Sunday 25 November 2012

Following my own footsteps

I tend not to blog much about my adult daughter, maybe it is my own way of cherishing and protecting this incredibly precious relationship that I have with her. Regardless, she means the world to me. She isn't perfect, she's bossy, outspoken, a very judgmental young woman but she's also just incredible. You would agree if you met her too. To me, she is beautiful, incredibly passionate about everything, creative, warm and loving, and best of all, she's my daughter.

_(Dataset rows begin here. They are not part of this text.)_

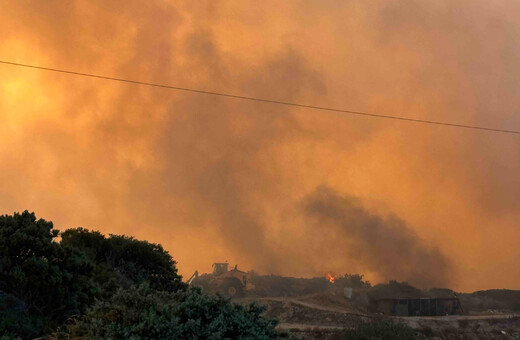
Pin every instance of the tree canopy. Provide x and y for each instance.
(105, 287)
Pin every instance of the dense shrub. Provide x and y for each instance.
(381, 330)
(50, 281)
(125, 261)
(144, 313)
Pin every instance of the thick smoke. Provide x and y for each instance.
(382, 244)
(217, 179)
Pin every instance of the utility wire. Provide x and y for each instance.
(178, 88)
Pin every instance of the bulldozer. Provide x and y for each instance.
(230, 283)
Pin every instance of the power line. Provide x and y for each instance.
(178, 88)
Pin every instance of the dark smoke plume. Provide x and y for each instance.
(385, 245)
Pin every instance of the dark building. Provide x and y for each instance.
(419, 306)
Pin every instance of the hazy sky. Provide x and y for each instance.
(276, 189)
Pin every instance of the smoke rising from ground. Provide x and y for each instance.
(383, 244)
(215, 179)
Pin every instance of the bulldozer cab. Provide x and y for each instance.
(219, 268)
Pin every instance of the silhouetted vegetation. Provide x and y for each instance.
(381, 330)
(141, 312)
(105, 287)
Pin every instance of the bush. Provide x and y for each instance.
(50, 281)
(123, 261)
(381, 330)
(144, 313)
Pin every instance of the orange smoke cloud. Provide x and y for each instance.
(215, 179)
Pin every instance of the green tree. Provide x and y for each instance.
(125, 261)
(50, 281)
(144, 313)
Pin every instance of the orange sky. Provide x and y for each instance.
(276, 189)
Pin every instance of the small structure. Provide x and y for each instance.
(426, 306)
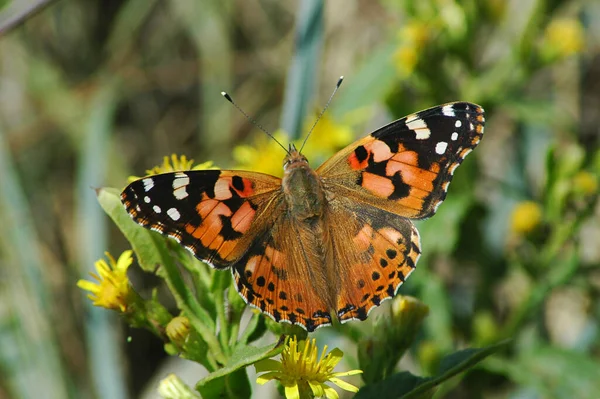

She has been deeply hurt by by her father's addiction and her brother's addiction. She moved out about a year and half ago at 18 years old. She moved out because we couldn't stop her brother from literally "breaking into" her bedroom (we changed the handle to a locking handle, then that didn't keep him out,  padlocked it and he would slip into it when she was in the shower) where he stole and sold everything of value she owned over a 6-9 month period. We didn't yet know that our son was addicted to anything...My husband was still in his binge drinking phase, sometimes worse than others. He would verbally abuse us all every few days when he would drink. I don't blame her for leaving, but did it ever break my  heart. It was perfectly apparent at that moment that I couldn't "manage" what was happening in our house, I couldn't protect her and she wanted out. She wanted peace, to feel safe. I had let her down in the most basic way.

We have worked on our relationship a lot over the past 18 months. We are closer than we have ever been, we tread lightly on topics that are dead end, we enjoy each other very much. In the summer time she moved in with her boyfriend. While I didn't like him all that much for over a year, I pushed myself to accept him, to appreciate that he is kind to her and that she cares deeply for him. I have welcomed him into our family.

My daughter called me this morning and was very frustrated with her boyfriend. Actually, over the past few months, she has expressed a  growing sense of frustration with how living together has changed the biology of their relationship, that she has to be the adult, that he doesn't readily talk about his feelings, etc...Normal stuff and I just try to offer support. I don't judge and I don't meddle. Today she told me how whenever they go out to a bar, pub, etc...he drinks too much, embarrasses her, speaks obnoxiously, and spends much more money than they can afford. She says she doesn't enjoy when he drinks and that he never seems to stop drinking when it makes sense.

Pow! I felt like I had been punched in the stomach because the dialogue was so familiar to me. She is telling my story of what it was like in my early years with her father...I kept my composure, offered some advice, listened compassionately, all the while feeling a growing ache in my stomach that she is heading down the exact same road that I went down 23 years ago. My inside voice wanted to scream "RUN FOR THE HILLS, LEAVE HIM IMMEDIATELY, IT ONLY GETS WORSE!!!!". But, I didn't. This is her story, her life and all I can do is be there with open arms and ears when she needs me. Her story, hopefully, will have a different ending. I doubt her boyfriend will change, but I do hope she is much wiser than I was at her age. I hope she recognizes that you can't change anybody, that love doesn't conquer all and that unless she wants to marry her "father", she may want to choose a different path for herself.

My dear sweet daughter, I am so very sorry that I taught you how to tolerate untolerable behaviour. You deserve more, you never need to settle. I love you.